Friday, October 24, 2008

tap tap...sir excuse me sir..

life is currently mundane...will report back when there's something entertaining to report...
like how I scared myself last night by watching 30 days of night on my computer in a pitch black bedroom...

or how I just annoyed myself by using the work "like."

Monday, October 13, 2008

Que?

So Saturday I pick up "the nana..." as she's known in our household for her hair appointment. I'm sitting in my very soccer mom mini van with the Harley Sticker in the back window because damn it the man I sleep with rides one & Social Distortion is still making the little van vibrate...I'm grasping at what's left.

The nana walks up to the car....and here is where I wish I could draw (besides the fact that I've always wanted to be a tattoo artist...yes... a wanna be Kat Von D...) so I could give you a very clear picture of what she was wearing. Besides the classic old lady haircut..short kinda reddish where she tries to cover the grey never blows it out or anything so it looks "fluffy"... She had on a green...Mmmm leaf green polyester pants. One of my very old (I'm thinking junior high) striped pink shirt and a wool knitted red and black striped cardigan sweater. I promptly said "what the hell are you wearing...you look crazy..." she did. She looked like the old nana immigrant woman you see on the Mexican side of town who wear a big black skirt with a WHAM t-shirt on...they just toss t-shirts on never knowing what the hell it means...my favorite has been an old nana I saw sitting at a bus stop wearing an Anarchy t-shirt...

So we went rounds on how she looked crazy and how she knew she looked crazy but she doesn't give a shit. Which as usual got me thinking. Is that what happens when you truly turn into a little old lady you stop giving a shit that you look kinda loony? Is that liberating? Is it liberating to know that your boobs are pointing in two different directions but "fuck it I'm old." Is it a sign of truely getting over how you look or is it a sign of defeat? It can be the most truthful "Oh I give up..." in ones life. As in the old man who finally calls it defeat and starts wearing suspenders with his pants, because damn it he's got a round belly & he has to.

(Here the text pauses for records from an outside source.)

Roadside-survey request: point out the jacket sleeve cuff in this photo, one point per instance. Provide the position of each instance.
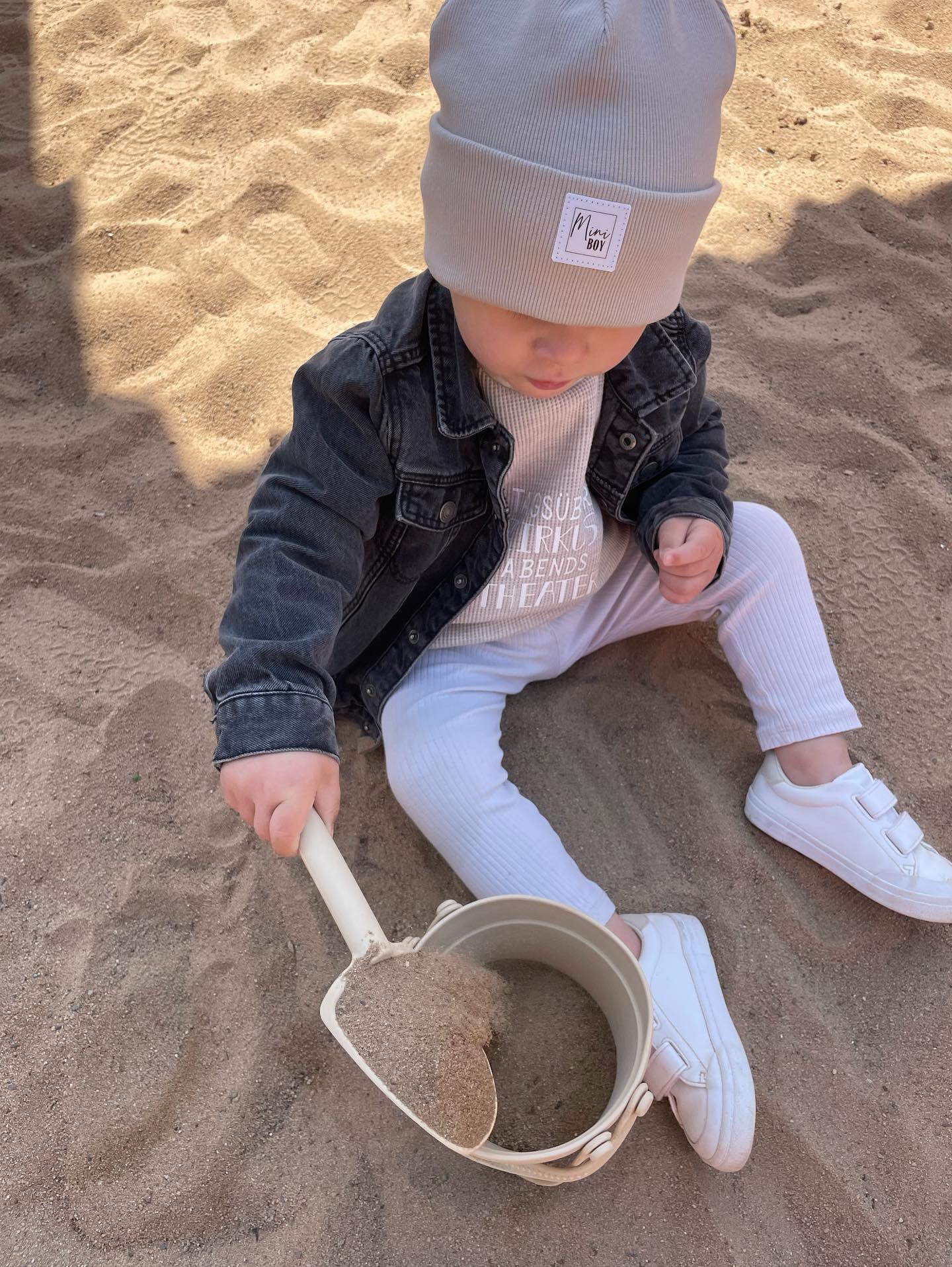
(698, 509)
(274, 721)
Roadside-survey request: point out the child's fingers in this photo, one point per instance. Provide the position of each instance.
(693, 569)
(327, 802)
(682, 589)
(288, 824)
(672, 534)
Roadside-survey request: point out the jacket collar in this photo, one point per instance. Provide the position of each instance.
(656, 370)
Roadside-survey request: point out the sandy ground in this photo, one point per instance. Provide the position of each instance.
(194, 198)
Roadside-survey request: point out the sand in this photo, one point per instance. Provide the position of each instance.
(553, 1058)
(422, 1023)
(194, 199)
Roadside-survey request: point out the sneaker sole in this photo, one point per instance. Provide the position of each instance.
(736, 1134)
(936, 910)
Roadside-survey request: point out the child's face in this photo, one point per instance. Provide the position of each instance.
(538, 358)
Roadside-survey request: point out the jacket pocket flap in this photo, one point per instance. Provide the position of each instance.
(441, 506)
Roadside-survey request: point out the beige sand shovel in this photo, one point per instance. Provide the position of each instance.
(361, 932)
(510, 928)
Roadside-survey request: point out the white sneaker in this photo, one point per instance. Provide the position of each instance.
(698, 1061)
(851, 828)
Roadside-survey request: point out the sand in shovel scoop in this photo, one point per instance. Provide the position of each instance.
(422, 1022)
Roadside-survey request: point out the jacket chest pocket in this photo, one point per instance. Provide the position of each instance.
(431, 514)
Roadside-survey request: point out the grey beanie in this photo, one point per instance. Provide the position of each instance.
(571, 163)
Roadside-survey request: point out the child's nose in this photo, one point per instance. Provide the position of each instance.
(563, 350)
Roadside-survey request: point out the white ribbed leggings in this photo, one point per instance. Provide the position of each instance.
(442, 723)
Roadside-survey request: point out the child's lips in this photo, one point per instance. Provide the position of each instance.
(549, 383)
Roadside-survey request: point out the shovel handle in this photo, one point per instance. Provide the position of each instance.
(341, 892)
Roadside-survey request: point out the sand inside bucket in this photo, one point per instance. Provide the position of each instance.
(422, 1022)
(553, 1061)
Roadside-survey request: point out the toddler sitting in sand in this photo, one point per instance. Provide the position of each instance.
(514, 464)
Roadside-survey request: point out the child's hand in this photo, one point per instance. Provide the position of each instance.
(274, 791)
(688, 555)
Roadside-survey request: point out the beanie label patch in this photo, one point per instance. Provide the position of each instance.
(590, 232)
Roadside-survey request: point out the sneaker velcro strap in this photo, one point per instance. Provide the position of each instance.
(665, 1069)
(906, 834)
(877, 799)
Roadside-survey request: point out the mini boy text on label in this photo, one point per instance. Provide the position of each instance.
(590, 232)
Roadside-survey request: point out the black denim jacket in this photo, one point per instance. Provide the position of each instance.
(380, 514)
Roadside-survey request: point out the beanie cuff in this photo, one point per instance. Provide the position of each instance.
(491, 222)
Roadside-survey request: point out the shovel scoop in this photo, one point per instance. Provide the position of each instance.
(364, 934)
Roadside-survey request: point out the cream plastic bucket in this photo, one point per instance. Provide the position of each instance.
(509, 928)
(563, 938)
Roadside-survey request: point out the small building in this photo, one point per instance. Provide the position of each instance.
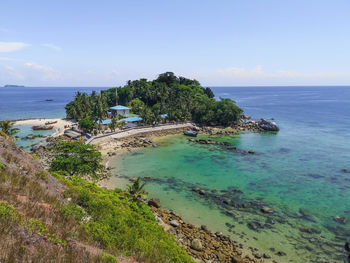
(104, 122)
(120, 110)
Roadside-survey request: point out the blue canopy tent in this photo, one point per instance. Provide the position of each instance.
(104, 122)
(132, 119)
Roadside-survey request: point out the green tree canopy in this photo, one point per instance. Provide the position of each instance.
(181, 98)
(7, 128)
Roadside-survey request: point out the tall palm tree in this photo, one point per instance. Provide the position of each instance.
(6, 127)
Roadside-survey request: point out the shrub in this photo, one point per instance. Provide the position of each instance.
(2, 167)
(8, 212)
(42, 175)
(121, 224)
(35, 157)
(72, 210)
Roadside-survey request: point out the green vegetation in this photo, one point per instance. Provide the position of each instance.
(8, 212)
(137, 190)
(182, 99)
(2, 167)
(76, 158)
(86, 124)
(42, 175)
(119, 223)
(7, 128)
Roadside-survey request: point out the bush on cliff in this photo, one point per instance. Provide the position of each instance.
(121, 224)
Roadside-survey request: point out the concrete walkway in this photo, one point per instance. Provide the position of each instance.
(137, 130)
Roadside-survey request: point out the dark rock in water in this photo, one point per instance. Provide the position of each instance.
(310, 230)
(280, 253)
(266, 255)
(306, 216)
(255, 226)
(315, 176)
(266, 210)
(218, 234)
(268, 125)
(154, 202)
(174, 223)
(340, 219)
(196, 245)
(347, 246)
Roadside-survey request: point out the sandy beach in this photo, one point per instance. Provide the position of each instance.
(112, 143)
(58, 127)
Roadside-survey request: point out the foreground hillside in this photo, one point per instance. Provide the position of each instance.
(51, 217)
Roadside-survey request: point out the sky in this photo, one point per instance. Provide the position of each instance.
(219, 43)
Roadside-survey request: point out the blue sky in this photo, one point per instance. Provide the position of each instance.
(231, 43)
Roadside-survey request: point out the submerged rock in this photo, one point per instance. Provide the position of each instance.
(154, 202)
(174, 223)
(268, 125)
(266, 210)
(340, 219)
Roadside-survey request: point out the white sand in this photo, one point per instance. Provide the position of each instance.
(58, 127)
(132, 132)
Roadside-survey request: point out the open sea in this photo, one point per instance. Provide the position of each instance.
(302, 172)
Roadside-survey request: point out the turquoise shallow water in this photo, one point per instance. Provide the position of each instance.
(300, 167)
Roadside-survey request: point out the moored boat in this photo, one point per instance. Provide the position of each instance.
(42, 127)
(50, 122)
(191, 133)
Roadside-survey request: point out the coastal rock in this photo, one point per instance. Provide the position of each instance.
(196, 245)
(174, 223)
(268, 125)
(266, 210)
(340, 219)
(202, 192)
(154, 202)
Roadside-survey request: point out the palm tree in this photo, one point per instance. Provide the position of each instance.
(136, 190)
(6, 127)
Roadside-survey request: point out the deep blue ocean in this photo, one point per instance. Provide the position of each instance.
(301, 168)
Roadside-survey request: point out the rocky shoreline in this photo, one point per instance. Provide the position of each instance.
(202, 244)
(199, 242)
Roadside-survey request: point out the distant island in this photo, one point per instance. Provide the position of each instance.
(13, 86)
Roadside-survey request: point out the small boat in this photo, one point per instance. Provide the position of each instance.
(191, 133)
(50, 122)
(42, 127)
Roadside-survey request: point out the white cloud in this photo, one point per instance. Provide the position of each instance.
(45, 73)
(12, 46)
(5, 59)
(52, 46)
(258, 73)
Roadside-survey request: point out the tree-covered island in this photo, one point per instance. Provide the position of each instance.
(177, 98)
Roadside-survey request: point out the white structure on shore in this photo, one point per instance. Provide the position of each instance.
(120, 110)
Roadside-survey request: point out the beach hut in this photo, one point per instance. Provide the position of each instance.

Those thoughts lead to more thoughts...what or when am I going to call defeat on the whole appearance thing. My girlfriends are starting to talk menopause...will a day come when I go pick one up and she's wearing what I recognize as one of her sons old Metallica t-shirts with a skirt and a cat popping out of her skirt pocket (as you read this you know who your are)?

I'm not a high fashion woman...if I look in the neighborhood of cute & am clean then it's a winner as far as I'm concerned...BUT I don't want to look loony. I would like to be one of those old ladies who wears jeans & a cute blouse...That's probably not going to happen...I don't think I'll end up looking cute...never really been cute so I won't end up a cute old lady. If I'm being honest I picture myself in said jean but with a Harley T-shirt & jacket on...did I mention that I intend to grow into an old biker mama? If Harley's exist by the time I get retirement old...by then who knows they might fly through the air or we might have no gas to run a motorcycle...

I could get somewhat loony and think in my old age that I can still pull off a biker mama tank top while riding my Harley around town...my boys will cringe when they see me & my grandchildren will think nana is weird but fun...

Sigh....who knows. I just hope that I don't end up looking like Miss Roper from Three's company...I understand the comfort of a mu mu...I do but that's the dark side as far as I'm concerned & I hope to never get to the point where the mu mu is acceptable grocery shopping attire.

Monday, October 6, 2008

mushy gushy

alright I swore I wouldn't write mushy crap about my kids...the following is close to mushy crap so feel free to click me away.

I was pondering Sunday about how kids enter every little corner of our lives with their stuff. Even when they are gone they somehow leave a little something behind to remind you that they are with you. Every single corner of my home has a token of one of my kids along with every corner of my life.

Examples:

I find two of SJ's favorite books next to the toilet in our bathroom where I keep a pile of magazines (come on we all read on the jon).

Saturday night I'm plagued by a poking sensation while sleeping only to find that I was sleeping with a transformers action figure next to my face. When did it get there?

Folding landry I find a baby sock tucked into my t-shirt sleeve.

There are currently 2 hot wheels cars in my purse...I keep removing them they keep coming back.

There are usually 2 to 3 little rocks in my purse. SJ brings me rocks as presents and make sure I have some always.

This one's a classic: I leave the house for school only to discover at school that I've got baby spit up all over my shoulder. I thought I smelled funny...but didn't have time to investigate..plus going to chem I figured it smells funny in there anyways blame it on the classroom.

Lastly the stepping on the army man around 3 in the morning. I've done this so many times...those little green fuckers get everywhere. It hurts like hell also...for a split second I always think "who the hell left barbed wire just laying around..."

Little reminders of them everywhere...and every time (except for the army men incidents) I am completely charmed by it.



Lately there's been plenty of talk from my girlfriends about menopause. Some are thinking they might start it...some are thinking that they started it. I really paid it no thought till last night I had a very big conclusion. If the girlfriends are talking/thinking about it. The girlfriends are in my age group....then "hey wait a minute...that means it's circling me to..." Suddenly the old hag buzzard is above me waiting to shit on my head. Which makes me what? Pissed at Oprah that's what. Menopause makes me pissed off at Oprah for saying that 40 was the new 20. It is if your Oprah.